[PATCH 1/2] mm/madvise: help MADV_PAGEOUT to find swap cache pages

From: Dave Hansen
Date: Mon Mar 23 2020 - 19:43:02 EST



From: Dave Hansen <dave.hansen@xxxxxxxxxxxxxxx>

tl;dr: MADV_PAGEOUT ignores unmapped swap cache pages. Enable
MADV_PAGEOUT to find and reclaim swap cache.

The long story:

Looking for another issue, I wrote a simple test which had two
processes: a parent and a fork()'d child. The parent reads a
memory buffer shared by the fork() and the child calls
madvise(MADV_PAGEOUT) on the same buffer.

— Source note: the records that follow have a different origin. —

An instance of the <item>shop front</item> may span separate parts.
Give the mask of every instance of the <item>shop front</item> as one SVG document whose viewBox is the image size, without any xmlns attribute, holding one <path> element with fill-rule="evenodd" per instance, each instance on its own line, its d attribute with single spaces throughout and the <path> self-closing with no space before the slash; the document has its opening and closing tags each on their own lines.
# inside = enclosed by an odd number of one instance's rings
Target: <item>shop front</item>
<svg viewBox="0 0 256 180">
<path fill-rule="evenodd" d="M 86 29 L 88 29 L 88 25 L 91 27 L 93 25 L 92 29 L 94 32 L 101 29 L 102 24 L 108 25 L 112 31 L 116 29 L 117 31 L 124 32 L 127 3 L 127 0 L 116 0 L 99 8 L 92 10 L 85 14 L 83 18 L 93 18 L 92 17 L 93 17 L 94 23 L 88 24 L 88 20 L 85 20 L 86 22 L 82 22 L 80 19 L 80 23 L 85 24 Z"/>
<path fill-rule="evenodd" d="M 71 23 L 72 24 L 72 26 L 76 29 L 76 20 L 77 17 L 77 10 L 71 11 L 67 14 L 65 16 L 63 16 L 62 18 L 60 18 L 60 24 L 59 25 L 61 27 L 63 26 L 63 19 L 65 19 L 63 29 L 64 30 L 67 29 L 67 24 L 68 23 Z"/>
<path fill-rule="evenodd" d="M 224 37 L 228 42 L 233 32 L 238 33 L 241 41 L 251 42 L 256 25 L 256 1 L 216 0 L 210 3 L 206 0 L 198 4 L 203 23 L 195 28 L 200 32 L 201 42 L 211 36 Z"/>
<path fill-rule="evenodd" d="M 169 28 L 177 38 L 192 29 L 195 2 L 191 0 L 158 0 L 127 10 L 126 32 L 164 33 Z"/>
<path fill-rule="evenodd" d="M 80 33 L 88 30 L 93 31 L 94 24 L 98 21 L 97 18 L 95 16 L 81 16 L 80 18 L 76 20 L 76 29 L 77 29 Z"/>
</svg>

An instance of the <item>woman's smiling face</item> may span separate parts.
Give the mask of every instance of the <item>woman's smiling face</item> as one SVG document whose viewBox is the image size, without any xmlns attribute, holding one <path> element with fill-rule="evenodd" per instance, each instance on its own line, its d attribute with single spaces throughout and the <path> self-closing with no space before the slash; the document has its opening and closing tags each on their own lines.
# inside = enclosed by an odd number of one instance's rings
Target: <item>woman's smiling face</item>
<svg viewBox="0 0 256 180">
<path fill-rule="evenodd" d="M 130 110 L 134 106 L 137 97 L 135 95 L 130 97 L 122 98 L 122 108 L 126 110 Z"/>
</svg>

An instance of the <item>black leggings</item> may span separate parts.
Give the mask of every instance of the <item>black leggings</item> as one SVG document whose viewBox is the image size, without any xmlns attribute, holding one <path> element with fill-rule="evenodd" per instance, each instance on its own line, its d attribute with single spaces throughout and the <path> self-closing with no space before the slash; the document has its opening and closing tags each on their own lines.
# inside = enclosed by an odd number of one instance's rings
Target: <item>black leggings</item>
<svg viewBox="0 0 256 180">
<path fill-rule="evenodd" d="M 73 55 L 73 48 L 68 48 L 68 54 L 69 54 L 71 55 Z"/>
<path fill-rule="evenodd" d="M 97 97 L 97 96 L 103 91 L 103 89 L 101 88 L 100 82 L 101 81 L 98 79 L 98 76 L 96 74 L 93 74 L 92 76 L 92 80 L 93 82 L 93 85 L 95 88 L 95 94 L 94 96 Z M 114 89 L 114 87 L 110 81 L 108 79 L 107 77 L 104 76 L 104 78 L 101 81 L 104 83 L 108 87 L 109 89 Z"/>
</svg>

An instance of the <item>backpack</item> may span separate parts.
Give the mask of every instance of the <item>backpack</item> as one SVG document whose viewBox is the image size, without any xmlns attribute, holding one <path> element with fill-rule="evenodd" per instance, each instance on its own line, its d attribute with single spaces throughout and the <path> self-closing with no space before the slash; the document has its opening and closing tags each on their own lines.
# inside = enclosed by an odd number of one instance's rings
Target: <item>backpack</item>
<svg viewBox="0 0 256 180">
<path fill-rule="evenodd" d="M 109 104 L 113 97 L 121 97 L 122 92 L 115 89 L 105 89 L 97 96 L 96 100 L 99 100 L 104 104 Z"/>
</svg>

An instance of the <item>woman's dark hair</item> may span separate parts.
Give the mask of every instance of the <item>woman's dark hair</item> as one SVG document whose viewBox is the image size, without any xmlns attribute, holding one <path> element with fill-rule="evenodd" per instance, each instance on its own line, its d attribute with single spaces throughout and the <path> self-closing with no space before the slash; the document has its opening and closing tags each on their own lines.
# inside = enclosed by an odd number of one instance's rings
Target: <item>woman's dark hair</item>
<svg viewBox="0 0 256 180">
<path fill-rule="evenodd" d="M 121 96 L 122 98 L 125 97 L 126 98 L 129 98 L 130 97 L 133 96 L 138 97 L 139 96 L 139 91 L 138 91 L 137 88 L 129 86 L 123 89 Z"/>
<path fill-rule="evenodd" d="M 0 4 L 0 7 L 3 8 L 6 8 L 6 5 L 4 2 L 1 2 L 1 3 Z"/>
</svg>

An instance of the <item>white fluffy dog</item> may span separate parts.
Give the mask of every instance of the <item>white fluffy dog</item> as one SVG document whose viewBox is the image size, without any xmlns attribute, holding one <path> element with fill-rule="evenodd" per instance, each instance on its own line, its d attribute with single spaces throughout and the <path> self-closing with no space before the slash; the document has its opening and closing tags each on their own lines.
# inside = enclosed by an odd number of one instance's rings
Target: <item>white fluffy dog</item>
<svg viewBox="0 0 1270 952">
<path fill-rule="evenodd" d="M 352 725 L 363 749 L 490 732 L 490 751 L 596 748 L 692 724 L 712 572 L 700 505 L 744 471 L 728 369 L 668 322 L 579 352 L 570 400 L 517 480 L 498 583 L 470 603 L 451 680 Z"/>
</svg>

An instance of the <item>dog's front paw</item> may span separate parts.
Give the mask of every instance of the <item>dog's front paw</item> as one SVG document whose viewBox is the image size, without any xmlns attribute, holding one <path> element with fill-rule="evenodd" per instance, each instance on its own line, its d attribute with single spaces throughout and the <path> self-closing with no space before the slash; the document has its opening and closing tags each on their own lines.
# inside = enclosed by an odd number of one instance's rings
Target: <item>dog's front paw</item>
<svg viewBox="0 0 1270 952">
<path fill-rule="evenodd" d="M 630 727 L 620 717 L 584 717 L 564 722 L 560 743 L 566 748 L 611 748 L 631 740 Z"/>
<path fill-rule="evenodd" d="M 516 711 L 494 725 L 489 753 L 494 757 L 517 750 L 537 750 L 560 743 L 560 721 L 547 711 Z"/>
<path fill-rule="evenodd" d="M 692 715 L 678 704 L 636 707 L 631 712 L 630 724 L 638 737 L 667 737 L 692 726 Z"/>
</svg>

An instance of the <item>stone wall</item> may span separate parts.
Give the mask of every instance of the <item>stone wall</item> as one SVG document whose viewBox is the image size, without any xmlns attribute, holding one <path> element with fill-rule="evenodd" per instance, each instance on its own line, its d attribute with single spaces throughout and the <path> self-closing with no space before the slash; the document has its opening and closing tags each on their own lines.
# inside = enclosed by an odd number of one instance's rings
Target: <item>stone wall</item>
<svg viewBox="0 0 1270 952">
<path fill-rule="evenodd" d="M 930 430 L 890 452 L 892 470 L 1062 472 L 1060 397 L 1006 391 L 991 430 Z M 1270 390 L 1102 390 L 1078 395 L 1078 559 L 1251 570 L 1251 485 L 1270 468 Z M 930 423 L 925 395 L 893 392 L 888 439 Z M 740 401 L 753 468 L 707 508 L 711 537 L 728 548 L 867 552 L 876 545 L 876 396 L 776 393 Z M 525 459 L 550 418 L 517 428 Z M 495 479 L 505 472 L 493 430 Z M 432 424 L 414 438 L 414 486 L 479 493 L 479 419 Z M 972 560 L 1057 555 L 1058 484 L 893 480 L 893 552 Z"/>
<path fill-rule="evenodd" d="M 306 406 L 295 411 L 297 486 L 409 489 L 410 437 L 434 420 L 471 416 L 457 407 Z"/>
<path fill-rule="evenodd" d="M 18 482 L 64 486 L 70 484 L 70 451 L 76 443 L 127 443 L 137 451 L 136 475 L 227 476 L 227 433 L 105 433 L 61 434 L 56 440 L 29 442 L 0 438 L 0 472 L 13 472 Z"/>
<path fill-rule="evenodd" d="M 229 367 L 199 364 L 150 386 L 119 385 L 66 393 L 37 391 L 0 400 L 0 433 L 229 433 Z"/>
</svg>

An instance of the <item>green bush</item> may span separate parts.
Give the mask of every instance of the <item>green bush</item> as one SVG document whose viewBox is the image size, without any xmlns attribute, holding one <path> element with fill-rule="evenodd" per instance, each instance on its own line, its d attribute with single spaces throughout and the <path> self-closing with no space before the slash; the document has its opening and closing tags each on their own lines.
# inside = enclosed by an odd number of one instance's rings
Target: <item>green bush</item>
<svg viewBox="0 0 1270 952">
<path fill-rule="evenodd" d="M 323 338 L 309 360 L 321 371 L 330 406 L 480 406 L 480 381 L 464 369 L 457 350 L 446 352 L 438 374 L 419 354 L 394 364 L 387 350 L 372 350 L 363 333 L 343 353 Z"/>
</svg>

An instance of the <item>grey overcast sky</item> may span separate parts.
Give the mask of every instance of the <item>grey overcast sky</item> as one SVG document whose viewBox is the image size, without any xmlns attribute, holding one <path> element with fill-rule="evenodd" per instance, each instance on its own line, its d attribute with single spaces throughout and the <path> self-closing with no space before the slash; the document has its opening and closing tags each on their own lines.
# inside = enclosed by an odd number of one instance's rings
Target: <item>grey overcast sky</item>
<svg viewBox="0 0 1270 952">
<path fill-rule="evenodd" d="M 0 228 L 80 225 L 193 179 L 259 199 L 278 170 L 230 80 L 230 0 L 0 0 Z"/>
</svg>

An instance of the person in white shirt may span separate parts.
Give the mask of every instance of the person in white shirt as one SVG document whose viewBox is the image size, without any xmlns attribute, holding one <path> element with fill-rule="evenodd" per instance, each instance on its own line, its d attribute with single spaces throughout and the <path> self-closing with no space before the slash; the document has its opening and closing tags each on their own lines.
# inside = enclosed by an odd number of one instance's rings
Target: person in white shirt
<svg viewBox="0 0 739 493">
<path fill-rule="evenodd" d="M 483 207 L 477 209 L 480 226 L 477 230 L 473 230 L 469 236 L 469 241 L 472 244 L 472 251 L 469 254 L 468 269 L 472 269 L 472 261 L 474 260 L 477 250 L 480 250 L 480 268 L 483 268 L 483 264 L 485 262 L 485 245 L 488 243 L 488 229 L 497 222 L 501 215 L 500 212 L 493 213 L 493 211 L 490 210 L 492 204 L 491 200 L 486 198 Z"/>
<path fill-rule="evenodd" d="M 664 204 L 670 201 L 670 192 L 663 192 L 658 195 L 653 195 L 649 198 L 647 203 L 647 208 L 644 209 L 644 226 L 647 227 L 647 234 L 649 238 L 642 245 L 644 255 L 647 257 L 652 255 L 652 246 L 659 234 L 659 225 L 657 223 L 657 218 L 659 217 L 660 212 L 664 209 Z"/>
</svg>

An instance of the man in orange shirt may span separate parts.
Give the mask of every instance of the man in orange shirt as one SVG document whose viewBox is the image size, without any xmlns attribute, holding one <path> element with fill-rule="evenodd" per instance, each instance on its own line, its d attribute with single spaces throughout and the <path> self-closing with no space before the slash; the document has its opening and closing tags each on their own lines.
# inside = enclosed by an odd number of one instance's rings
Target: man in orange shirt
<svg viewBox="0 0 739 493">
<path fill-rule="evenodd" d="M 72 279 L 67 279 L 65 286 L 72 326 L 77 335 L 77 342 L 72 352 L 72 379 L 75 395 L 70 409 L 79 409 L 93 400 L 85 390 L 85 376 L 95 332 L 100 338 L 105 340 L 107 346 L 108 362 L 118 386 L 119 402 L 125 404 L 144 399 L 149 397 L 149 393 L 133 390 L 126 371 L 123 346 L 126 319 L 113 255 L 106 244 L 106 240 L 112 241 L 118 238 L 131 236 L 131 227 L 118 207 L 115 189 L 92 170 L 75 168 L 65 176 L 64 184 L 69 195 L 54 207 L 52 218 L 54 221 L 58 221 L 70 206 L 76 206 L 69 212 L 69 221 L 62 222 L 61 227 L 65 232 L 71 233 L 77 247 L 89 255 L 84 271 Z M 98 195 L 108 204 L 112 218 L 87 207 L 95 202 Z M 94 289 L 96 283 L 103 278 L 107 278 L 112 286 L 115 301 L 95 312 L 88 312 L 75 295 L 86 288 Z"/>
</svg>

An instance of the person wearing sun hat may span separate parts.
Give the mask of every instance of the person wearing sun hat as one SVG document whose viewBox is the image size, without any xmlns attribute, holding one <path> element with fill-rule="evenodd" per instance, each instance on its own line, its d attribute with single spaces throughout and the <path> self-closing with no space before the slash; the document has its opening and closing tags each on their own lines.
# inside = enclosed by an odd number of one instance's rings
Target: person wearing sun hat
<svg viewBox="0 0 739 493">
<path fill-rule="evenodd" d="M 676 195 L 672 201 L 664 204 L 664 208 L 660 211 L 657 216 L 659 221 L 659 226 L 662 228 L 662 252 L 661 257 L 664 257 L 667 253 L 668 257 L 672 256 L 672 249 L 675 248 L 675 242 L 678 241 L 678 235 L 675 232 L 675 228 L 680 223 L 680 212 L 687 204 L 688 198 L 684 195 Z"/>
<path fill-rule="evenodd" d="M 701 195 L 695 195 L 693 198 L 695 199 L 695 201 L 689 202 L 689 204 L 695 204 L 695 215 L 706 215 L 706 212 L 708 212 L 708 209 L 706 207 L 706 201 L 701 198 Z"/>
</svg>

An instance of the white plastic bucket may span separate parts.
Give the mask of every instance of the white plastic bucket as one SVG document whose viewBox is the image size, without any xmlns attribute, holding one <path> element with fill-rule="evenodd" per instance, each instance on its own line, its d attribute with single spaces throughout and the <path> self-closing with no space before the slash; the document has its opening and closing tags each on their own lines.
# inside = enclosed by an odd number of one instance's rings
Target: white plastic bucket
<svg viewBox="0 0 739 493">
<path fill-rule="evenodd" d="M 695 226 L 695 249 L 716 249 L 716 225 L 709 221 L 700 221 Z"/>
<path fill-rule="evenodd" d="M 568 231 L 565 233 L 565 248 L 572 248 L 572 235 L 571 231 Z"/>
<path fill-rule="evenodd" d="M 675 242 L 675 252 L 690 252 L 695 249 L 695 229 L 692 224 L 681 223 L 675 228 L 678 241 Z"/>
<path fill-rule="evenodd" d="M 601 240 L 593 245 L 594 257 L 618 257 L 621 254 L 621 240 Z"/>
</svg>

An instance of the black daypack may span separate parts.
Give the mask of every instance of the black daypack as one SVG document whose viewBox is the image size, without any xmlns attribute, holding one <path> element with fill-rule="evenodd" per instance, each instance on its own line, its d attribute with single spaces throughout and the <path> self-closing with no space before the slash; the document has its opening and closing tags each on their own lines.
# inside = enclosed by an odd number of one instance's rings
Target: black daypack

The first call to MADV_PAGEOUT does what is expected: it pages
the memory out and causes faults in the parent. However, after
that, it does not cause any faults in the parent. MADV_PAGEOUT
only works once! This was a surprise.

The PTEs in the shared buffer start out pte_present()==1 in
both parent and child. The first MADV_PAGEOUT operation replaces
those with pte_present()==0 swap PTEs. The parent process
quickly faults and recreates pte_present()==1. However, the
child process (the one calling MADV_PAGEOUT) never touches the
memory and has retained the non-present swap PTEs.

This situation could also happen in the case where a single
process had some of its data placed in the swap cache but where
the memory has not yet been reclaimed.

The MADV_PAGEOUT code has a pte_present()==0 check. It will
essentially ignore any pte_present()==0 pages. This essentially
makes unmapped swap cache immune from MADV_PAGEOUT, which is not
very friendly behavior.

Enable MADV_PAGEOUT to find and reclaim swap cache. Because
swap cache is not pinned by holding the PTE lock, a reference
must be held until the page is isolated, where a second
reference is obtained.

Signed-off-by: Dave Hansen <dave.hansen@xxxxxxxxxxxxxxx>
Cc: Michal Hocko <mhocko@xxxxxxxx>
Cc: Jann Horn <jannh@xxxxxxxxxx>
Cc: Vlastimil Babka <vbabka@xxxxxxx>
Cc: Minchan Kim <minchan@xxxxxxxxxx>
Cc: Daniel Colascione <dancol@xxxxxxxxxx>
Cc: "Joel Fernandes (Google)" <joel@xxxxxxxxxxxxxxxxx>
Cc: Andrew Morton <akpm@xxxxxxxxxxxxxxxxxxxx>
---

b/mm/madvise.c | 68 +++++++++++++++++++++++++++++++++++++++++++++++----------
1 file changed, 57 insertions(+), 11 deletions(-)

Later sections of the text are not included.